Unexpected Data Cleaning

I’ve had to get creative with writing SQL queries to start the process of merging my Spotify data and my LastFM data. At first I thought it was going rather well if not very fast. I was definitely exercising my brain and strengthening my SQL and algorithm skills.

I was quite pleased and relieved upon realizing all the releases in a LastFM release-group–as well as all common recordings across them–shared the same Listeners and Playcount numbers.

What does all that gibberish mean? Check out my first post about Using the Last.fm and MusicBrainz APIs.

Think of an album. Any album. I’ll think of 13 by Black Sabbath because that will come up here in a minute. That album is released in multiple countries, even in a single country there are multiple versions of an album such as different covers, deluxe versions with bonus tracks, after a few years the remastered version, and so on. Each unique version is a “release” in the 13 “release-group.” What you and I would call “tracks,” MusicBrainz calls “Recordings.”

Table listing data from Last FM about the Black Sabbath album thirteen.
Figure 01: Data porn in the form of the “13” Release Group.
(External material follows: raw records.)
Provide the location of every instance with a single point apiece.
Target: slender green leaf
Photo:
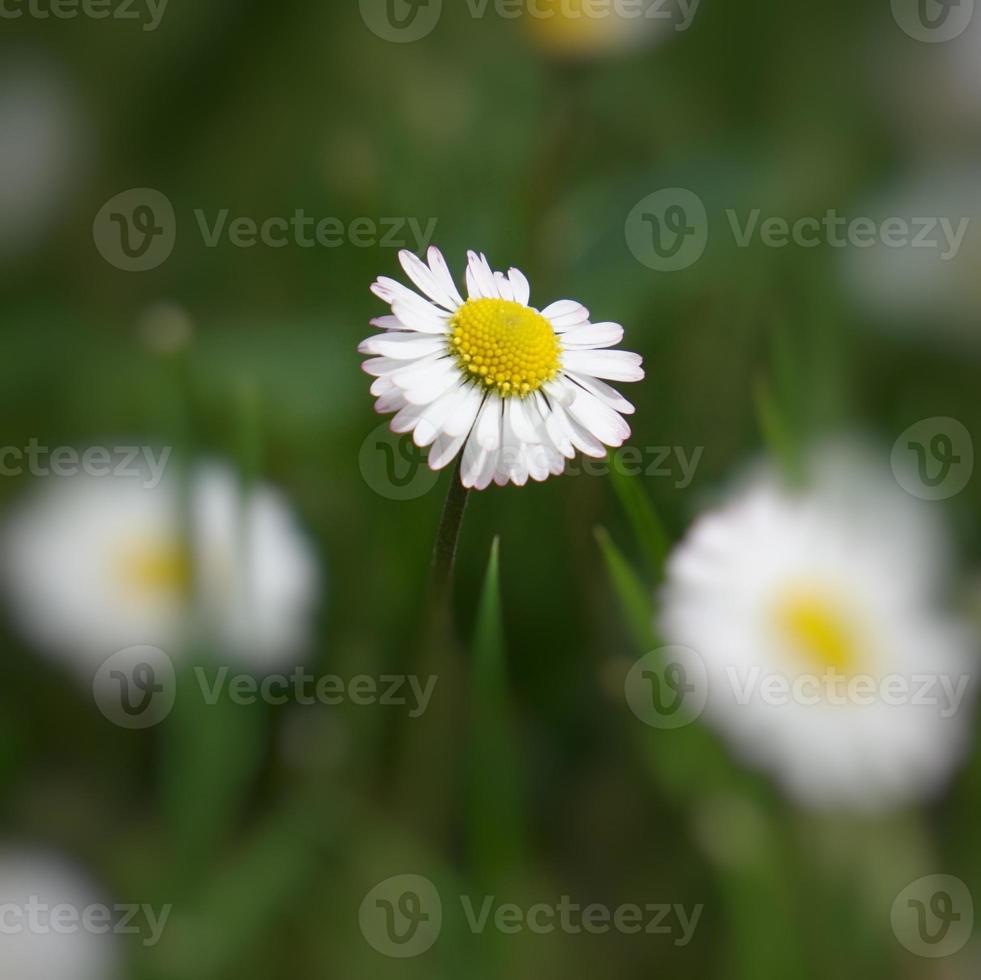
(644, 520)
(495, 809)
(634, 597)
Anyway, all nineteen versions of 13 (Figure 01) are really all the same album with mostly all the same songs so, thankfully, LastFM gives them the same standard MBID and numbers. I’m relieved because they could have been pricks (as they’re known to be) and said more people listen to the version of “God Is Dead?” on vinyl than on the digital copy from iTunes but–again, thank God–they don’t. See what I did there? With the “thank God”? I am so clever.

Just in case you’re as aroused as I am looking at all the yummy goodness from MusicBrainz in Figure 01, here’s another screenshot.

13_ReleaseTracks.png
Figure 02: Just look at it! My imagination is running wild!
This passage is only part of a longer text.